There's not much to learn. It's basically .ini on steroids.
It's not that it's hard. It's that it's different, and every difference has a cost. IMHO, and in the OP's opinion, the benefit of TOML for packages isn't worth the mental cost of having to know about three configuration methods.
What confuses me is why there isn't a toml module in the standard library.
Yeah, that's an issue in flake8. There is no stable standard library for something that is supposed to be core to python moving forward.

https://gitlab.com/pycqa/flake8/-/issues/428#note_251982786

I think the general feeling in the community is that the standard library is where packages go to die. Once something is in the standard library, it can't get meaningful features/updates outside of the yearly release cycle. pip and setuptools are already vendoring a TOML implementation, and once you have pip, you can pick from multiple great toml implementations that are all under active development.
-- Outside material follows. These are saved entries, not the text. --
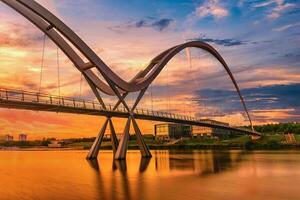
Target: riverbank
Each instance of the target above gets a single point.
(243, 142)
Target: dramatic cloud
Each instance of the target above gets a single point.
(273, 97)
(211, 8)
(150, 22)
(277, 7)
(288, 26)
(224, 42)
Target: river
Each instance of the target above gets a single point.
(206, 174)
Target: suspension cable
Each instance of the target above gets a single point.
(80, 87)
(151, 96)
(42, 62)
(58, 71)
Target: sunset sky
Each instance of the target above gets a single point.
(259, 40)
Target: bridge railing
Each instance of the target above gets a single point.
(46, 99)
(41, 98)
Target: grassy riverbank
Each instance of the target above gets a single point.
(243, 142)
(276, 141)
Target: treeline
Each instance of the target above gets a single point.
(279, 128)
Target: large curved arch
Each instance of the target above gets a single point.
(62, 35)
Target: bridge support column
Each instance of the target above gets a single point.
(141, 142)
(93, 153)
(113, 137)
(122, 148)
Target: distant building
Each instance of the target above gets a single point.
(209, 131)
(54, 144)
(170, 130)
(22, 137)
(9, 138)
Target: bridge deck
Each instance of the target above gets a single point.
(44, 102)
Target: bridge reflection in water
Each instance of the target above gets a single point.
(122, 184)
(167, 175)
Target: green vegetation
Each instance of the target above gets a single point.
(267, 141)
(279, 128)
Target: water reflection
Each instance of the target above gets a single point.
(202, 162)
(122, 183)
(193, 175)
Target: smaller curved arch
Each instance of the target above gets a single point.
(50, 24)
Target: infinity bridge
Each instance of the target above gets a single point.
(51, 103)
(89, 64)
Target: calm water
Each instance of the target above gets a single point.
(168, 175)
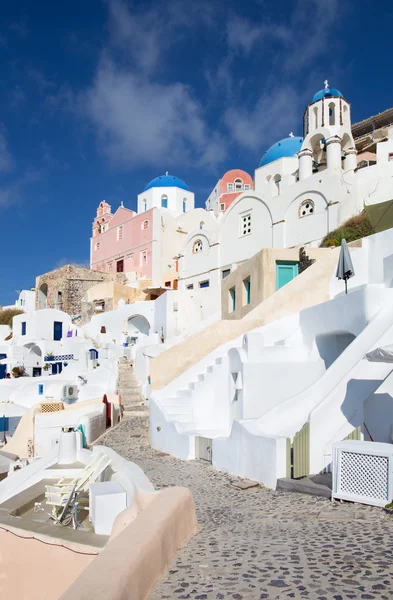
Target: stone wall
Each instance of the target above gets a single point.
(64, 288)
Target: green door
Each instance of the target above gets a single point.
(285, 272)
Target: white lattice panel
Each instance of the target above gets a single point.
(364, 475)
(362, 472)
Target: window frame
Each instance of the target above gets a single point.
(244, 225)
(232, 299)
(247, 291)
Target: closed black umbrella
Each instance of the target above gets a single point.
(345, 268)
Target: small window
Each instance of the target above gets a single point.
(306, 208)
(143, 258)
(245, 224)
(232, 299)
(197, 247)
(247, 291)
(238, 184)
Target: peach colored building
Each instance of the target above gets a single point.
(143, 243)
(227, 189)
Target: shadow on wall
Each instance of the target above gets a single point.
(357, 391)
(378, 416)
(331, 345)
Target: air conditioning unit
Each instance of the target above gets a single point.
(70, 393)
(363, 472)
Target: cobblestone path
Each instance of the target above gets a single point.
(258, 543)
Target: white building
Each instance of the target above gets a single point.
(304, 188)
(237, 401)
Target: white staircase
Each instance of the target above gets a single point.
(180, 407)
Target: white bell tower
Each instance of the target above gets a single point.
(328, 140)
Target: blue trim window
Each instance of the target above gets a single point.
(247, 291)
(4, 424)
(232, 296)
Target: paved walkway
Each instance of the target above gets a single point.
(258, 543)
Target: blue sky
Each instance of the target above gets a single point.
(98, 97)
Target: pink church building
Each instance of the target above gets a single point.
(227, 189)
(144, 244)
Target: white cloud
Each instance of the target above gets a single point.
(40, 79)
(12, 193)
(243, 34)
(139, 121)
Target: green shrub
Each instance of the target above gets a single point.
(7, 315)
(353, 229)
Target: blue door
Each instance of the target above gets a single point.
(3, 368)
(57, 330)
(285, 272)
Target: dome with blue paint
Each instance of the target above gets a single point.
(167, 181)
(327, 92)
(285, 148)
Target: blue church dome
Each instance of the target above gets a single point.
(289, 146)
(327, 92)
(167, 181)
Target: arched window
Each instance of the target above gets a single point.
(332, 113)
(306, 208)
(315, 112)
(197, 247)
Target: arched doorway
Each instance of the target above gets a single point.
(138, 327)
(33, 360)
(43, 296)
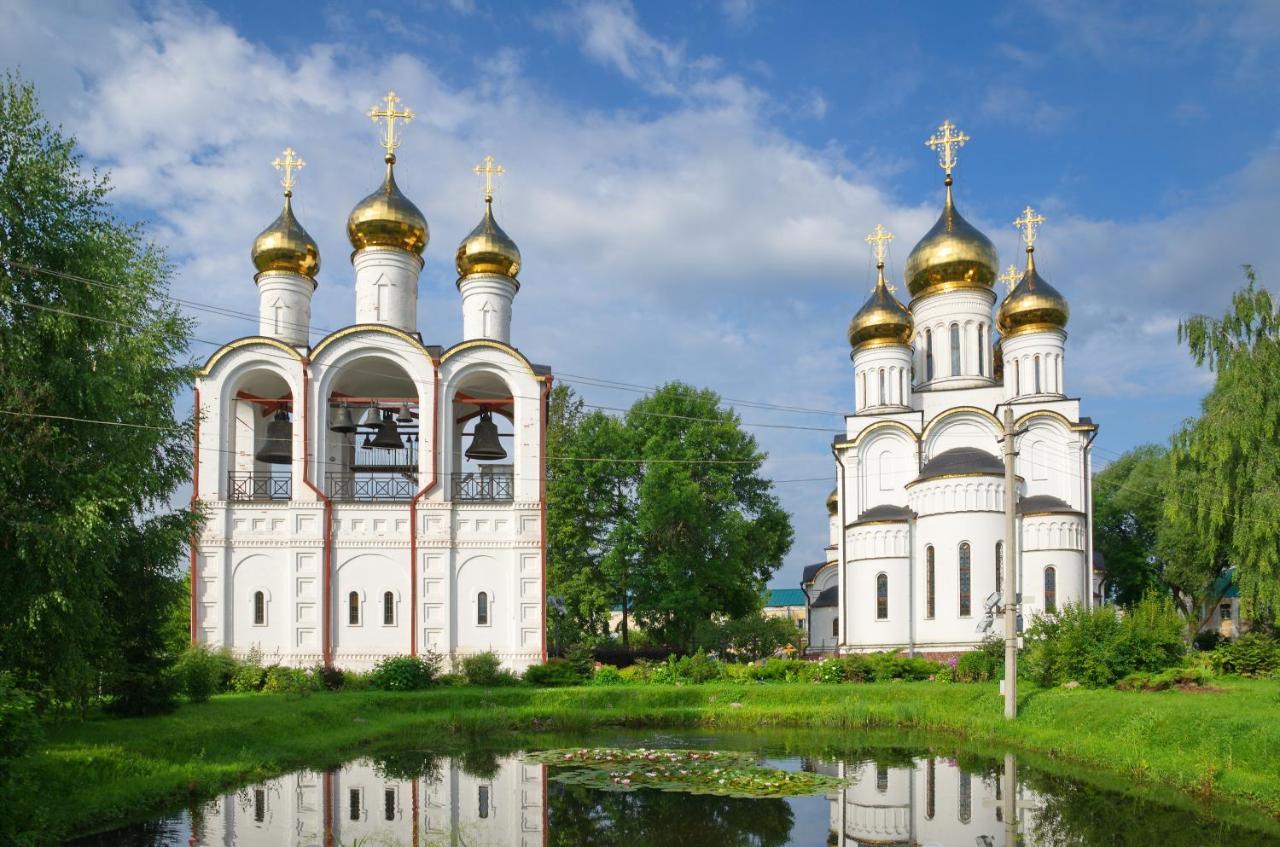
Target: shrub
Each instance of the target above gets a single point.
(1249, 655)
(554, 672)
(1100, 646)
(405, 673)
(485, 669)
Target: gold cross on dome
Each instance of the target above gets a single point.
(488, 169)
(946, 142)
(1029, 223)
(391, 115)
(288, 161)
(1010, 278)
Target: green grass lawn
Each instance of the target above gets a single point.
(96, 773)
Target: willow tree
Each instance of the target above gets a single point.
(1224, 491)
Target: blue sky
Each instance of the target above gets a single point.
(690, 182)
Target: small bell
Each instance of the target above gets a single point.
(343, 421)
(484, 444)
(278, 445)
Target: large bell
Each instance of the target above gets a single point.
(278, 445)
(343, 421)
(388, 434)
(484, 445)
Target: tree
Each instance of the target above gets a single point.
(90, 447)
(1225, 508)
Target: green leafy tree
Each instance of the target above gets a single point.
(1226, 463)
(87, 539)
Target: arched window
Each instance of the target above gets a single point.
(929, 582)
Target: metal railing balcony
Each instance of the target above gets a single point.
(484, 488)
(371, 488)
(257, 486)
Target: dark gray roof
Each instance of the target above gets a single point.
(828, 598)
(885, 513)
(968, 461)
(1045, 503)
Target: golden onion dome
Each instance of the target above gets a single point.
(284, 246)
(387, 218)
(951, 255)
(882, 319)
(488, 250)
(1032, 306)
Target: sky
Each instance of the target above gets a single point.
(690, 183)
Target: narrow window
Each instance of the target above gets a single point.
(982, 351)
(929, 582)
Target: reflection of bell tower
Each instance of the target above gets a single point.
(488, 262)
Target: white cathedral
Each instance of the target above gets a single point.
(915, 552)
(369, 494)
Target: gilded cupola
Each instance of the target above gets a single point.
(286, 246)
(1032, 305)
(882, 319)
(952, 253)
(387, 218)
(488, 250)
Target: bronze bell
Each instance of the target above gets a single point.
(484, 445)
(388, 435)
(278, 445)
(343, 421)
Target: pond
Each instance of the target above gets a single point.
(871, 793)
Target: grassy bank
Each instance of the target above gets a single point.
(91, 774)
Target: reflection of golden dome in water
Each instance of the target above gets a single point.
(387, 218)
(286, 246)
(1032, 306)
(488, 250)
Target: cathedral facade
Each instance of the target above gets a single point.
(917, 553)
(369, 494)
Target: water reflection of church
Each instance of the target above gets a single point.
(502, 802)
(931, 802)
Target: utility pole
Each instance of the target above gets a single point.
(1010, 589)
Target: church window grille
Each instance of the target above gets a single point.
(955, 349)
(929, 582)
(982, 351)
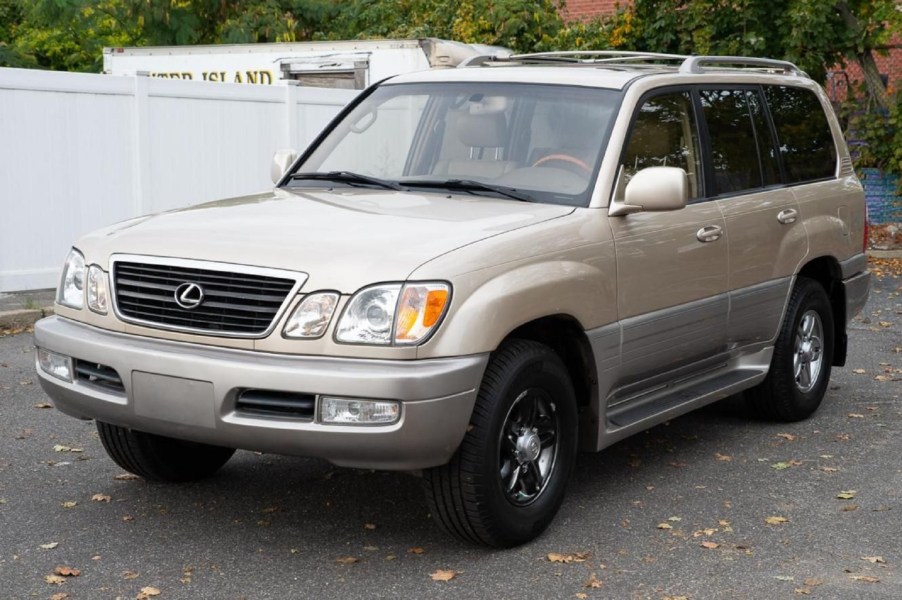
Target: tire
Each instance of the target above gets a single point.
(507, 479)
(158, 458)
(803, 355)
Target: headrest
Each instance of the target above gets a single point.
(484, 130)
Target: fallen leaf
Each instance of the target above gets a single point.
(444, 575)
(776, 520)
(593, 582)
(568, 558)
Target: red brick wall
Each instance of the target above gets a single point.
(586, 9)
(889, 65)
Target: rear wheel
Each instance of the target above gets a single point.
(803, 355)
(507, 479)
(159, 458)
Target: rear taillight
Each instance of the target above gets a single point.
(867, 232)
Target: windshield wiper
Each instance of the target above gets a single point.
(350, 178)
(471, 185)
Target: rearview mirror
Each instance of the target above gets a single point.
(281, 161)
(654, 189)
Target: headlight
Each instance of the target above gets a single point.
(393, 313)
(311, 317)
(369, 316)
(71, 292)
(98, 299)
Maybe once the packages/standards for TOML are finalized and the only thing left to do is fix bugs, maybe then we'll see a TOML implementation in the standard library, but in the modern age where you can fetch dependencies at any time, there's honestly not that much incentive for CPython developers to take on more burden of maintenance and development for the already-massive standard library.
> the standard library is where packages go to die

I totally understand that sentiment. But that does seem to contradict the "batteries included" philosophy. Then again pip itself seems like one of the batteries you would expect to be included, so maybe that philosophy is just no longer as relevant to python.

my understanding is that the batteries included philosophy wasn't really successful. probably it would have been better if they had a smaller standard library providing core language-level functionality and then many blessed p packages that with independent versioning
It was successful at the time. Remember Python is nearly 30 years old now, and has always had the worst dependency management of any major language.
Python now includes pip itself in the standard library (which is a spectacularly poor decision IMO).
Nit: the standard library includes a module to fetch and install pip. It doesn't include pip itself.